Dennoch musste er zugeben, „einzelne Personen“ hätten Interessenkonflikte nicht angegeben. Luc Hessel von der Vereinigung Europäischer Impfstoffhersteller (EVM; heute Vaccines Europe), dementiert: „Die EVM weist diese Vorwürfe zurück, besonders jene der unverhältnismäßigen Reaktion von Impfstoffherstellern auf die H1N1-Grippe. Die Impfstoffindustrie hat lediglich auf die Nachfrage reagiert. Ihre Aufgabe ist es, rechtzeitig sichere Impfstoffe herzustellen und die Nachfrage von Seiten der Regierung zu befriedigen.“ Ein gewisser Nachgeschmack bleibt: Bereits vor Ausrufung der Pandemie gab es Verträge zwischen einzelnen Regierungen und Pharmaunternehmen für den Aufkauf von Impfstoffen. Deborah Cohen und Philip Carter, zwei Journalisten, werden in „The BMJ“ (British Medical Journal) noch deutlicher: „Führende Wissenschaftler, welche die WHO bei Planungen zur Influenza-Pandemie beraten, hatten bezahlte Jobs bei pharmazeutischen Herstellern.“ Entsprechende Konzerne profitierten von der Beratung. Diese Interessenkonflikte seien nie öffentlich gemacht worden, vielmehr war von „Verschwörungstheorien“ die Rede.

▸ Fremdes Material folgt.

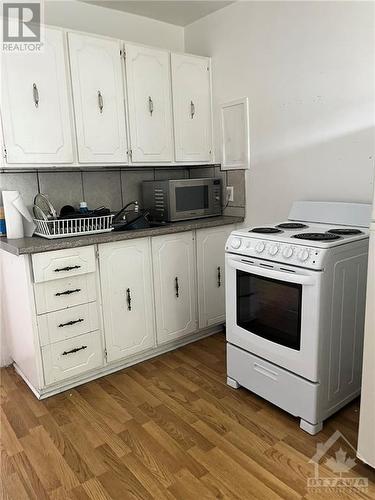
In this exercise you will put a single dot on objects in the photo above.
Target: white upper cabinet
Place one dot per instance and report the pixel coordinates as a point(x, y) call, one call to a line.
point(98, 97)
point(128, 312)
point(191, 107)
point(175, 289)
point(211, 274)
point(35, 104)
point(149, 104)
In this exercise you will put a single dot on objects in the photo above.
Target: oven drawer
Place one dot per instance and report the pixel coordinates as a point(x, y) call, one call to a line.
point(63, 263)
point(60, 294)
point(68, 323)
point(70, 358)
point(290, 392)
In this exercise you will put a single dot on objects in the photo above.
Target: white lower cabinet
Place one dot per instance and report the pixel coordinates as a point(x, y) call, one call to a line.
point(69, 358)
point(175, 286)
point(127, 294)
point(71, 318)
point(211, 278)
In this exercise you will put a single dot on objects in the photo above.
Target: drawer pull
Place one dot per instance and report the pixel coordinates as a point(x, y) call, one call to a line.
point(67, 292)
point(70, 323)
point(68, 268)
point(129, 299)
point(65, 353)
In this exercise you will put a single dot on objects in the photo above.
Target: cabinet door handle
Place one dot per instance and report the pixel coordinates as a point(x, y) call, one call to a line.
point(67, 268)
point(67, 292)
point(70, 323)
point(35, 95)
point(129, 299)
point(72, 351)
point(150, 105)
point(100, 101)
point(192, 109)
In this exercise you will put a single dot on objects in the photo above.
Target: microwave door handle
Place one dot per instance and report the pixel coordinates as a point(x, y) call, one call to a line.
point(272, 273)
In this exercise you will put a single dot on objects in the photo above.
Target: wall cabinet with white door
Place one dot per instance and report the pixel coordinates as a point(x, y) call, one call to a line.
point(35, 103)
point(191, 89)
point(149, 103)
point(211, 274)
point(168, 97)
point(127, 294)
point(98, 97)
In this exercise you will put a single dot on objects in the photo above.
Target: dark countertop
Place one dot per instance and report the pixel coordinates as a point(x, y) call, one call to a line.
point(36, 244)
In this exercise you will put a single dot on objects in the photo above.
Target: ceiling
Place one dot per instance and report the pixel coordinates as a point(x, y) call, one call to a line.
point(179, 12)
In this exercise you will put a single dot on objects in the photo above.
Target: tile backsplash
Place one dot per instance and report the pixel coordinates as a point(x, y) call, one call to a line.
point(112, 188)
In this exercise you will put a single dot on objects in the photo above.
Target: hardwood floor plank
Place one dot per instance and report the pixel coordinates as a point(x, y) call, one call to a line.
point(156, 459)
point(189, 487)
point(167, 429)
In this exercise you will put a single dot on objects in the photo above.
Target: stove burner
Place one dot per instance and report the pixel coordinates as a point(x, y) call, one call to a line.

Nicht jede Empfehlung der WHO schürt derartige Verdachtsmomente – oft zweifeln Wissenschaftler schlichtweg an der Interpretation von Studien. Ein Beispiel: Um die Zahl an Herzinfarkten beziehungsweise Schlaganfällen zu verringern, raten WHO-Forscher zu maximal fünf Gramm Natriumchlorid. Allerdings lieferte die PURE-Studie (Prospective Urban Rural Epidemiology) Hinweise, dass sehr hohe, aber auch sehr geringe Mengen an Kochsalz zu einem größeren Risiko führen, an kardiovaskulären Ereignissen zu versterben. Besonders niedrig ist die Gefahr für Menschen mit einem Konsum von 7,5 bis 15 Gramm Kochsalz. Andere Richtlinien sind ebenfalls nicht über Zweifel erhaben. So heißt es im „World Cancer Report 2014“, Alkohol sei bereits in geringer Menge schädlich. Forscher der Boston University School of Medicine entgegnen, Studien zum protektiven Effekt geringer Ethanolmengen seien ignoriert worden. Sie erwarten bei weniger als 20 (Männer) beziehungsweise zehn Gramm (Frauen) Alkohol keine nachteiligen Effekte.

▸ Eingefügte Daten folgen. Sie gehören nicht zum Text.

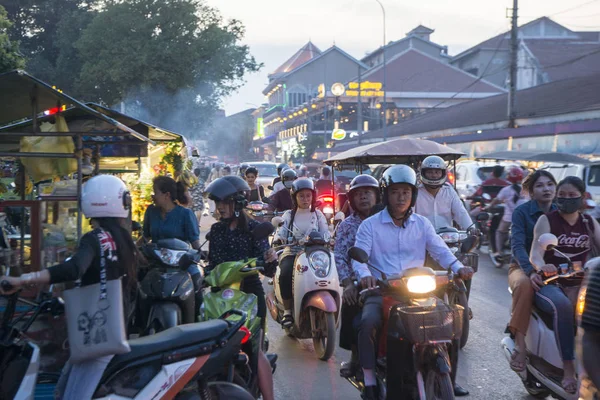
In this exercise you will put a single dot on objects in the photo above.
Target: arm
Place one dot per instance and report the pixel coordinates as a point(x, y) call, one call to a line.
point(536, 256)
point(439, 250)
point(364, 240)
point(518, 239)
point(459, 212)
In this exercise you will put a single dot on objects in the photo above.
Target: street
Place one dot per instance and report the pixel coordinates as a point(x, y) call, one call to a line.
point(483, 369)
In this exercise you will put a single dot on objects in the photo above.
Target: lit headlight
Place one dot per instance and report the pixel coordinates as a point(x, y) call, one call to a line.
point(450, 237)
point(169, 257)
point(421, 284)
point(319, 261)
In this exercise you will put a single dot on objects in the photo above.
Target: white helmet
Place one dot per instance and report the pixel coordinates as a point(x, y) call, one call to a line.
point(433, 162)
point(105, 196)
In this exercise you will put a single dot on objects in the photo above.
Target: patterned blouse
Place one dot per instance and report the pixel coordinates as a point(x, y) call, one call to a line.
point(344, 239)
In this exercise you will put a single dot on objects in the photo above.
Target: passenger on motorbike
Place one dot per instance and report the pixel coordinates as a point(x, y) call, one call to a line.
point(79, 381)
point(231, 240)
point(512, 196)
point(541, 187)
point(282, 199)
point(395, 239)
point(298, 223)
point(363, 195)
point(574, 231)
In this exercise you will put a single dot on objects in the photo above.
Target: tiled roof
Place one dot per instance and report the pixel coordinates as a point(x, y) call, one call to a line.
point(414, 71)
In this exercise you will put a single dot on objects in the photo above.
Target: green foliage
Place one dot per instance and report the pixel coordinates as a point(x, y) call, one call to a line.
point(10, 58)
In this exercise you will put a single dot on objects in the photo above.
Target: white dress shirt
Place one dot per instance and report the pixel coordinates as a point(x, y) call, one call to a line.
point(393, 249)
point(442, 209)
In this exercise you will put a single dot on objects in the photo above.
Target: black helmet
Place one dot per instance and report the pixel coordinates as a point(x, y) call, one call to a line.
point(304, 184)
point(399, 174)
point(229, 187)
point(280, 168)
point(363, 181)
point(288, 175)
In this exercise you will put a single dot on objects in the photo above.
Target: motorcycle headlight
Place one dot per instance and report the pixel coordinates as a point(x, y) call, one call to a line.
point(169, 257)
point(319, 262)
point(421, 284)
point(450, 237)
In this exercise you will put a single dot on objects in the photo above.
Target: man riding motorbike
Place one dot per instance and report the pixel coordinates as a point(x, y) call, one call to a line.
point(297, 224)
point(512, 197)
point(395, 239)
point(231, 240)
point(363, 195)
point(282, 199)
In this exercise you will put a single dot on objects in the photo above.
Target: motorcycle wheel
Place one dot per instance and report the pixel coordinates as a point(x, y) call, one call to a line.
point(325, 323)
point(438, 386)
point(460, 299)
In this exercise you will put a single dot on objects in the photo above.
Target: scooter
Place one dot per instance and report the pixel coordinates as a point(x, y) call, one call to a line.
point(316, 295)
point(544, 366)
point(167, 294)
point(419, 335)
point(179, 363)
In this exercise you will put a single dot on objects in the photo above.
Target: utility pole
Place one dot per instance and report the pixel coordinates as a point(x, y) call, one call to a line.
point(359, 107)
point(514, 48)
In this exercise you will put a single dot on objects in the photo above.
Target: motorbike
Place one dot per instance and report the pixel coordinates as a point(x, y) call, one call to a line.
point(167, 297)
point(224, 282)
point(418, 333)
point(461, 244)
point(317, 295)
point(544, 366)
point(178, 363)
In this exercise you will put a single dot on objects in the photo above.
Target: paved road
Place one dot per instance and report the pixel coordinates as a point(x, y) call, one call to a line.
point(483, 369)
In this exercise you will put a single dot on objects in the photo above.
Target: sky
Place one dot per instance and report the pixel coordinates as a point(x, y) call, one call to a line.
point(276, 29)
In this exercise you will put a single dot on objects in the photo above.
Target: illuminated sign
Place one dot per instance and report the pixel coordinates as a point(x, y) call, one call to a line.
point(367, 89)
point(338, 134)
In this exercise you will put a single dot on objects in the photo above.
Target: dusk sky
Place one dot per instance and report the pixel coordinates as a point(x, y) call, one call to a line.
point(275, 29)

Viele Anhaltspunkte, die eine systematische Aufarbeitung notwendig machen. Paul E. Alexander von der McMaster University im kanadischen Hamilton untersuchte 36 Leitlinien und 436 WHO-Empfehlungen, die mit dem Grade-System arbeiten. In zwei von drei Fällen handelte es sich um starke Empfehlungen – aber nur jeder zweite Rat stützte sich auf solide Daten. Schlechte Bewertungen bekamen Pläne der WHO gegen die Influenza-A-(H1N1)-Pandemie sowie Vorgaben zur gesunden Ernährung. Darüber hinaus fordern die Autoren mehr Transparenz – gerade bei Fragen zur Einflussnahme von Konzernen. WHO-Vertreter reagierten, indem sie ein „Guidelines Review Committee“ aus der Taufe hoben. Ob ihre Aktion sonderlich erfolgreich war, lässt sich bezweifeln. So spricht David Sinclair (WHO, Liverpool) zwar von systematischeren und transparenteren Prozessen. Entsprechende Vorgaben seien aber noch nicht in allen Abteilungen der Organisation angekommen.